National Hospital for Neurology and Neurosurgery, London, UK.
Neurogenetics. 2010 May;11(2):261-5. doi: 10.1007/s10048-009-0233-x. Epub 2010 Feb 17.
Friedreich ataxia (FRDA) is typically characterized by slowly progressive ataxia, depressed tendon reflexes, dysarthria, pyramidal signs, and loss of position and vibration sense with onset before 25 years. While several atypical forms of FRDA are recognized, profound vision deficit is rare. We describe here a 41-year-old man with profound vision deficit and episodic complete blindness associated with marked optic atrophy, spastic paraparesis, and sensory neuropathy without ataxia whose diagnostic evaluation revealed compound heterozygosity for two frataxin mutations, a 994 GAA repeat intronic expansion and c.389G > T (p.G130V) missense mutation. This case emphasizes that FRDA should be considered for individuals with significant vision deficit with optic atrophy and sensory neuropathy, even in the absence of ataxia. This case also raises the additional, related concern that prior studies may underestimate the frequency and varieties of variant forms of FRDA.

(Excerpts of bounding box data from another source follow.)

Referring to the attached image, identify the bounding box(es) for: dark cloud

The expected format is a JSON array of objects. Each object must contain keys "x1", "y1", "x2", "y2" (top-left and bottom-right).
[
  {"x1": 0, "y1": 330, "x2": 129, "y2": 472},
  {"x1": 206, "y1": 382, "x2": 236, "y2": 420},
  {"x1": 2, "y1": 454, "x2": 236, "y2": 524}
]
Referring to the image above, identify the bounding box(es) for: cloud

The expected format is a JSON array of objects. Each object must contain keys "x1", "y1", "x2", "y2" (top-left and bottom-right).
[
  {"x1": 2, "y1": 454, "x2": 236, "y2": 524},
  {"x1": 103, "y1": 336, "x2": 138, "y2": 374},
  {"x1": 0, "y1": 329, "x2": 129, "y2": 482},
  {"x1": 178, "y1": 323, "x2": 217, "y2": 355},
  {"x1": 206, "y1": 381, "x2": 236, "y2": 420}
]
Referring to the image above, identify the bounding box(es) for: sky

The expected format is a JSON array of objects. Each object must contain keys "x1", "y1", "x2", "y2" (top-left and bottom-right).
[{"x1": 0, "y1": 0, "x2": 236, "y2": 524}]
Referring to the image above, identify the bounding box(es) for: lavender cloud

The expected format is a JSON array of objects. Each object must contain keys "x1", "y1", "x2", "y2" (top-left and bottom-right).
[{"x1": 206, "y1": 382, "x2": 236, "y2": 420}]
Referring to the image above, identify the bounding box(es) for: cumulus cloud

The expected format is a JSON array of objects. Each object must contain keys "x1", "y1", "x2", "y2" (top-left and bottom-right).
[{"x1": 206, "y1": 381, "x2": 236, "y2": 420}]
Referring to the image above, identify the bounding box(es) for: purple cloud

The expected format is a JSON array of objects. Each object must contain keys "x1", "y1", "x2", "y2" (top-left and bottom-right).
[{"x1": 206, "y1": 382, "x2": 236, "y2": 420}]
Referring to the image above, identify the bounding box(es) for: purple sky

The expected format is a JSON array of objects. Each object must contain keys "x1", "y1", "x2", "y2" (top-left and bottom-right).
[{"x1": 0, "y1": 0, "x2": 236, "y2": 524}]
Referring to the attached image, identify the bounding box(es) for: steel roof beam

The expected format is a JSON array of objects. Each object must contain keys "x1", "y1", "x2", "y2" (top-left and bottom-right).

弗里德赖希共济失调(FRDA)的特征通常为进行性共济失调、腱反射减弱、构音障碍、锥体束征以及位置觉和振动觉丧失,发病年龄在 25 岁之前。尽管已经认识到几种非典型 FRDA 形式,但严重视力缺陷较为罕见。我们在此描述一例 41 岁男性,其表现为严重视力缺陷和间歇性完全失明,伴有明显的视神经萎缩、痉挛性截瘫和感觉神经病,无共济失调,其诊断评估显示两种 frataxin 突变的复合杂合性,即 994 GAA 重复内含子扩展和 c.389G > T(p.G130V)错义突变。该病例强调,即使没有共济失调,对于有明显视神经萎缩和感觉神经病的严重视力缺陷患者,也应考虑 FRDA。该病例还提出了另一个相关问题,即先前的研究可能低估了 FRDA 变异形式的频率和种类。